Theoretical Analysis of the Thermal Resistance Network for Battery Thermal Management

Battery thermal management for electric vehicles have gained significance over recent years, especially for the present lithium-ion batteries. However, high operating temperature and uneven temperature distribution inside the battery cell can significantly reduce capacity and lifetime. The temperature difference between the battery cells needs to be minimized to avoid premature aging of specific cells exposed to a higher temperature. The most common way to dissipate heat from the battery cells is to use air or liquid cooling. Air cooling is less complex than liquid cooling, but the extremely high ambient temperature dramatically limits the usage of air cooling. This paper developed a thermal connector that could be repeatedly assembled and disassembled between the battery cell.

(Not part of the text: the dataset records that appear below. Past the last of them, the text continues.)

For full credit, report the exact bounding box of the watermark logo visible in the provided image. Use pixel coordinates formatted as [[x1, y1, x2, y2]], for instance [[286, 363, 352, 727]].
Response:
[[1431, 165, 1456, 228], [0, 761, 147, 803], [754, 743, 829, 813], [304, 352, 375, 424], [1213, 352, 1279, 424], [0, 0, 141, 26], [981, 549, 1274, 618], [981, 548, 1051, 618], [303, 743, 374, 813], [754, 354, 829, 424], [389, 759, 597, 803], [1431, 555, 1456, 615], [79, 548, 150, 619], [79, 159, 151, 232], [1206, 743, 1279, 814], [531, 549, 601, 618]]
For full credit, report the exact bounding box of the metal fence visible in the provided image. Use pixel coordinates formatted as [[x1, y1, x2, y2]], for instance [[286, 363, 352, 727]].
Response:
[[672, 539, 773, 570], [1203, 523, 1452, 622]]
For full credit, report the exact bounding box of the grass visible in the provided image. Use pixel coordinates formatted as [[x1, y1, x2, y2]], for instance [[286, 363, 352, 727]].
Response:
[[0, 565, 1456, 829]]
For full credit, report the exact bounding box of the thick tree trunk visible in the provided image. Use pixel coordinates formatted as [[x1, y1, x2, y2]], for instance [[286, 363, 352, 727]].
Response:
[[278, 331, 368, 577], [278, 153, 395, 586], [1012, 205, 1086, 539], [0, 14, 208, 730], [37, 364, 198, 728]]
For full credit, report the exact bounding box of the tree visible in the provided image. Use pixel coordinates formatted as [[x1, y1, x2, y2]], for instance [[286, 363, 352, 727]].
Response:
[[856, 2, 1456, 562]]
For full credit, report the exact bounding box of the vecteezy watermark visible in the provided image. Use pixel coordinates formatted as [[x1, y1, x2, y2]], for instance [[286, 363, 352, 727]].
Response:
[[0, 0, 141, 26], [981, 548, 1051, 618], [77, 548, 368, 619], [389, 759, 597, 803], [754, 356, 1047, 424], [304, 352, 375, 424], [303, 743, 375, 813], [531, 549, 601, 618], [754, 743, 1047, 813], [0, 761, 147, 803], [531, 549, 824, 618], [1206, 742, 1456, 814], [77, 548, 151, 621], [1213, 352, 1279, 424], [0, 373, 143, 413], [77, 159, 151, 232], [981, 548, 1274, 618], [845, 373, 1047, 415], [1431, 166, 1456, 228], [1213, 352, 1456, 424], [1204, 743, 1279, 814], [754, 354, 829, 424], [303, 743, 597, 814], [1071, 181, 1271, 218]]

The thermal connector can effectively dissipate the heat into the refrigeration cycle while providing constant thermal resistance among the battery cells, which can be as lower as 0.115°C/W. Heat transfer through the thermal connector and refrigeration cycle were then calculated by applying different two-phase heat transfer correlations. Our results indicated that the overall heat transfer coefficient is around 7000.69 W/m²·K, which can be used to dissipate the heat of 20.01 kW. This research can provide the application of thermal connector with refrigeration cycle design in battery thermal management.